6. Prohibition of possession of narcotic drugs
etc.--No one shall produce, manufacture, extract, prepare, possess, offer for
sale, sell, purchase, distribute, deliver on any terms whatsoever, transport,
despatch, any narcotic drug, psychotropic substance or controlled substance,
except for medical, scientific or industrial purposes in the manner and subject
to such conditions as may be specified by or under this Act or any other law
for the time being in force.
COMMENTARY
Superdari
of motorcycle.
Evidence on record had shown that alleged narcotic was not recovered from
motorcycle, but same was recovered from the persons of accused. Trial Court was
directed to release motorcycle on superdari. 2002 MLD 1944.
Quashing
of proceedings.
Plea of double jeopardy. Trial of
accused under CNSA, 1997 after their trial under the Customs Act, 1969.

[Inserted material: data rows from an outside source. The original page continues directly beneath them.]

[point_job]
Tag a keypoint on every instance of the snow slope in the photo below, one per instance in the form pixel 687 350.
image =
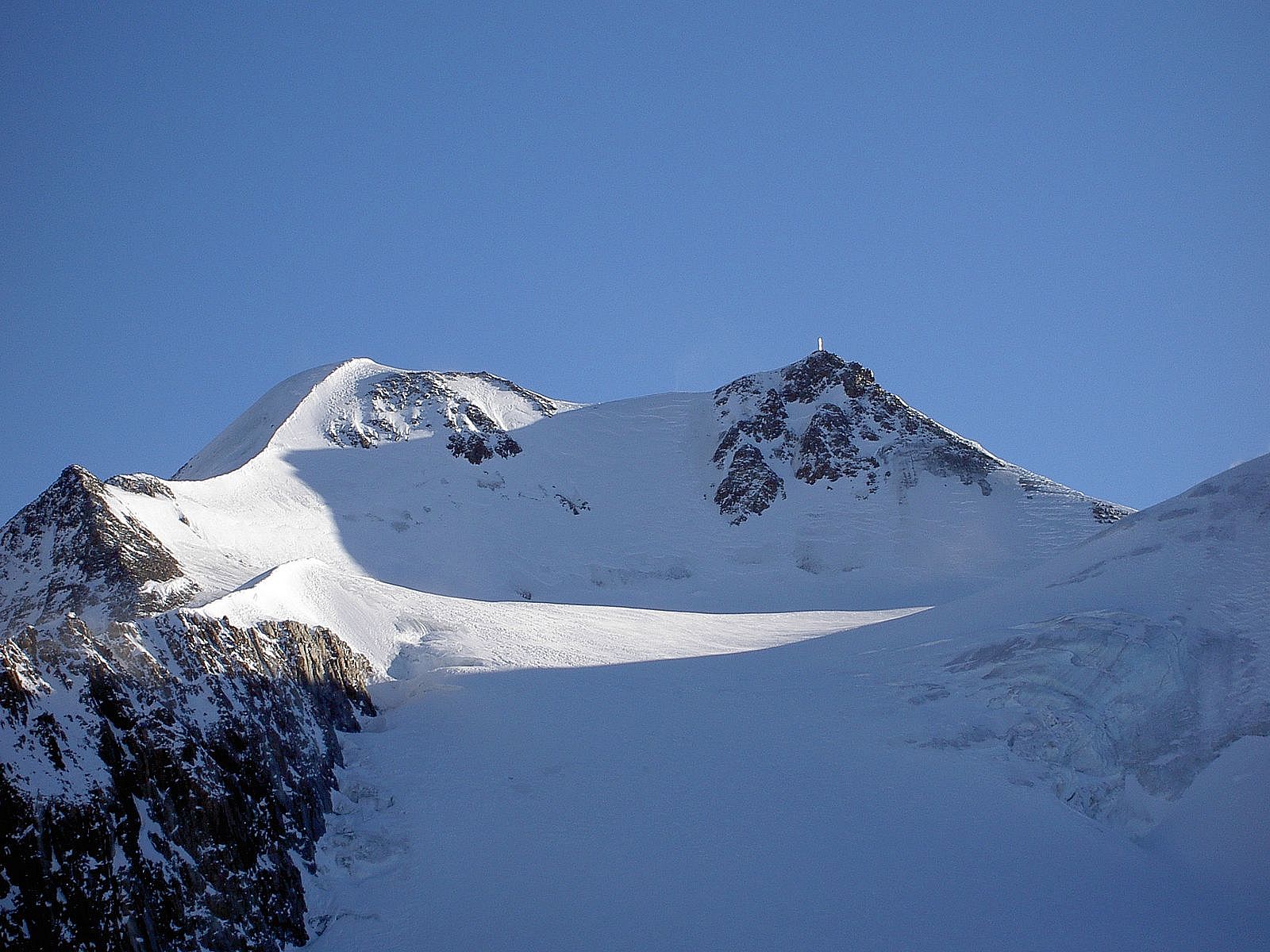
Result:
pixel 406 634
pixel 468 486
pixel 1072 759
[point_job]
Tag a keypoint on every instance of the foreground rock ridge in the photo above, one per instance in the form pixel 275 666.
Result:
pixel 165 774
pixel 181 658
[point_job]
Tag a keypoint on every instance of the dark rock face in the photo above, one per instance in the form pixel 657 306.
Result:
pixel 749 486
pixel 71 550
pixel 163 778
pixel 395 408
pixel 1108 512
pixel 160 776
pixel 829 420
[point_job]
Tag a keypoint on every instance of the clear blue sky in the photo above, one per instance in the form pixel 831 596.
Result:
pixel 1045 225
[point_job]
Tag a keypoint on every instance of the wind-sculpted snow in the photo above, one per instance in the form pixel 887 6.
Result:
pixel 924 782
pixel 364 404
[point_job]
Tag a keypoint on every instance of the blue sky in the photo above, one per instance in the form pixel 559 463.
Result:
pixel 1045 225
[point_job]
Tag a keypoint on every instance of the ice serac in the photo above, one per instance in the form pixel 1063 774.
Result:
pixel 1121 670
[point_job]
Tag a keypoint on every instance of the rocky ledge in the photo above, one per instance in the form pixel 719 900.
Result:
pixel 167 780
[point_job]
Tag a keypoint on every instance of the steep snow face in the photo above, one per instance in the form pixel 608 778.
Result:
pixel 406 634
pixel 468 486
pixel 925 782
pixel 1117 670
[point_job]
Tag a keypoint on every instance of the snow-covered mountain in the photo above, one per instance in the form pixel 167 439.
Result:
pixel 1075 758
pixel 179 654
pixel 808 488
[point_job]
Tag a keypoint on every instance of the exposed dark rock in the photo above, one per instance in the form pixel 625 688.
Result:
pixel 141 484
pixel 71 551
pixel 573 505
pixel 827 450
pixel 404 403
pixel 829 420
pixel 749 486
pixel 1109 512
pixel 163 780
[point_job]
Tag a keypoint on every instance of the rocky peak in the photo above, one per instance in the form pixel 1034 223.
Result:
pixel 827 419
pixel 74 551
pixel 397 406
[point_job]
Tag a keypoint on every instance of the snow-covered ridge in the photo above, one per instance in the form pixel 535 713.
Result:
pixel 362 404
pixel 406 632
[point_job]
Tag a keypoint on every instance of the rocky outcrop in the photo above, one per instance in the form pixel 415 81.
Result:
pixel 397 406
pixel 827 420
pixel 74 550
pixel 749 486
pixel 165 780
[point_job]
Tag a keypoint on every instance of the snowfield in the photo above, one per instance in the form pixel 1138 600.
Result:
pixel 787 666
pixel 1013 771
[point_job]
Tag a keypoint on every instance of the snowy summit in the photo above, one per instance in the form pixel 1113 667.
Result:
pixel 417 634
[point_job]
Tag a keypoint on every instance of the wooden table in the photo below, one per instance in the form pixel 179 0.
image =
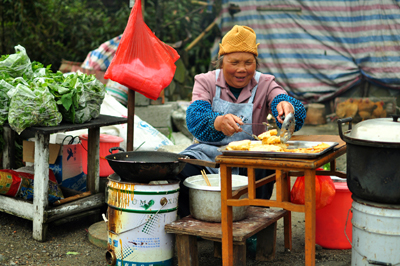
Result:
pixel 284 167
pixel 260 221
pixel 38 211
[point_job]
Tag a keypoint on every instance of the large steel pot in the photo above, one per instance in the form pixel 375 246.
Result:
pixel 205 201
pixel 373 158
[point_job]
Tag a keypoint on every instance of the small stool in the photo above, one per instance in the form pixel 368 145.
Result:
pixel 260 221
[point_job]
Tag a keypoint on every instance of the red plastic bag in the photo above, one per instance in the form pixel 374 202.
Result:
pixel 142 62
pixel 324 191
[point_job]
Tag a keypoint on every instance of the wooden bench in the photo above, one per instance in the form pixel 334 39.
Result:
pixel 260 221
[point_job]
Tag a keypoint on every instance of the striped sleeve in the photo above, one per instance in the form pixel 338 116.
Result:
pixel 200 122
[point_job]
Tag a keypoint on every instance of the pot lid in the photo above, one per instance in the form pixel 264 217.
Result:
pixel 379 129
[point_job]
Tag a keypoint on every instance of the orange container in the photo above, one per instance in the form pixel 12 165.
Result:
pixel 331 220
pixel 106 142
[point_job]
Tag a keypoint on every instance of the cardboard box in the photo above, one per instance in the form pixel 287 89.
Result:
pixel 64 160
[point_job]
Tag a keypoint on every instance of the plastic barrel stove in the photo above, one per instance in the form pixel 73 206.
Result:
pixel 376 233
pixel 137 214
pixel 332 220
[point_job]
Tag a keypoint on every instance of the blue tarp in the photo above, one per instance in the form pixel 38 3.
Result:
pixel 317 49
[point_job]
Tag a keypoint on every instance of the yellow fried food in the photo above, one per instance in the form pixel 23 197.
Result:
pixel 274 140
pixel 240 145
pixel 262 147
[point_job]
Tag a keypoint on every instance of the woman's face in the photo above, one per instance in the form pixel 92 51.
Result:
pixel 238 68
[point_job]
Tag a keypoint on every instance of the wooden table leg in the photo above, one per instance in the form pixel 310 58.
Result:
pixel 226 216
pixel 283 195
pixel 266 243
pixel 309 176
pixel 40 193
pixel 93 161
pixel 186 246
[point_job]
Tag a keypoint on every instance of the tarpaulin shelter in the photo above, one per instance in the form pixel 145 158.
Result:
pixel 318 49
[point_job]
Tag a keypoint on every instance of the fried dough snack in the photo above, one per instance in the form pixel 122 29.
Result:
pixel 271 142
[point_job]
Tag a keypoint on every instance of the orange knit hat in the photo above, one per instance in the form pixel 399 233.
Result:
pixel 239 39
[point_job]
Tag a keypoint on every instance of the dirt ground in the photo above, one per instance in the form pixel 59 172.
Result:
pixel 68 244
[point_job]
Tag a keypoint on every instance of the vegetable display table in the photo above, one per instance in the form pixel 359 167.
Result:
pixel 284 167
pixel 39 211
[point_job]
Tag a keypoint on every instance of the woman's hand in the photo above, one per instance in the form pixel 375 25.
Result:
pixel 284 108
pixel 227 124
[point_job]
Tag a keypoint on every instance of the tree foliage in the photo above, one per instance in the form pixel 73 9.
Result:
pixel 52 30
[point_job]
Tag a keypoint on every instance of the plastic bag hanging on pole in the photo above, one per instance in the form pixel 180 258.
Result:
pixel 142 62
pixel 324 191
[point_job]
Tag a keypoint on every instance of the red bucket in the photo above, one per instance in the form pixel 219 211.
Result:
pixel 106 142
pixel 334 218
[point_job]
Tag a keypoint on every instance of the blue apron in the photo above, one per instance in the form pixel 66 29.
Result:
pixel 207 151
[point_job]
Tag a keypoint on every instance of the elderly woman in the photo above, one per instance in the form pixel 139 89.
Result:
pixel 226 98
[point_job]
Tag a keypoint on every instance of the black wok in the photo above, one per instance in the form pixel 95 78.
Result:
pixel 145 166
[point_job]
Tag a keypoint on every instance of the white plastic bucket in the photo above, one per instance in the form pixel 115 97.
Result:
pixel 205 201
pixel 376 233
pixel 137 214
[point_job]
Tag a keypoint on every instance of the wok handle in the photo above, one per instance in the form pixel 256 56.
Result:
pixel 116 148
pixel 199 162
pixel 340 122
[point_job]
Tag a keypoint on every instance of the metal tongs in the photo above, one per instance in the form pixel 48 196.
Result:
pixel 287 128
pixel 252 135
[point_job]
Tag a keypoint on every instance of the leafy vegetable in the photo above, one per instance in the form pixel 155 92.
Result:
pixel 32 107
pixel 32 95
pixel 18 64
pixel 79 97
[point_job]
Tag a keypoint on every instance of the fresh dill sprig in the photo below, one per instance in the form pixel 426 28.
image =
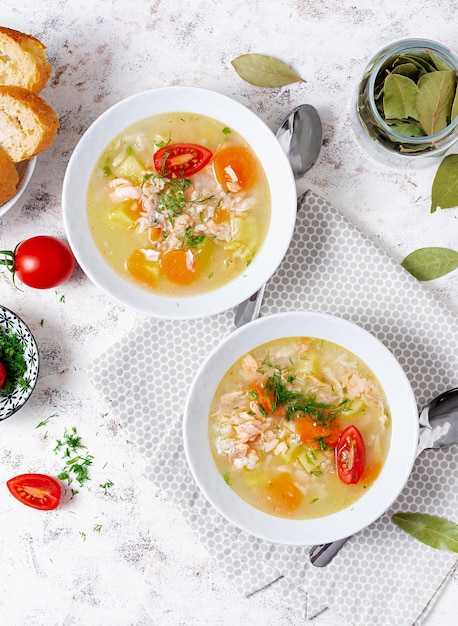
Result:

The Offence of smuggling and carrying of narcotics being one and the same, the
second trial was barred in view of Art. 13 of the Constitution, S. 26 of the
General Clauses Act, 1897 and S. 403 of Cr.P.C, 1898. Case pending against the
accused was quashed. 2000 PCr.LJ 1002.
Grant
of bail.
Recovery of Charas. FIR registered u/S. 3/4,
Prohibition Order, 1979 r/w S. 6/9, CNSA, 1997 and the challan has not yet been
submitted. Where an offence is punishable under two
different provisions of law, the law enacting lesser punishment is to be
pressed into service. 2000 PCr.LJ 96 and 1084.
Protection
against double punishment. Accused after having been convicted and
sentenced u/S. 156(1)(8) of the Customs Act, 1969 was
also convicted and sentenced u/S. 9 of CNSA, 1997. Offence committed by the
accused before enforcement of CNSA, 1997. Accused had already been repatriated
to his own country after serving his sentence under the Customs Act, 1969.
Conviction and sentence of accused under the Customs Act, 1969 and CNSA, 1997
were set aside. PLD 2001 Kar. 283.
Contention that
narcotics were recovered from secret cavities of truck loaded with bricks and
appellant had no conscious knowledge of it. It was asserted that in absence of
mens rea appellant could not be held guilty of offence of smuggling narcotics.
Learned counsel went on to say that owner and conductor of truck were let off
by raiding party and appellant was made victim of circumstances on account of
his inability to grease palm of police officials. Submission of learned counsel
is not tenable. There is nothing on file in support of plea taken by appellant.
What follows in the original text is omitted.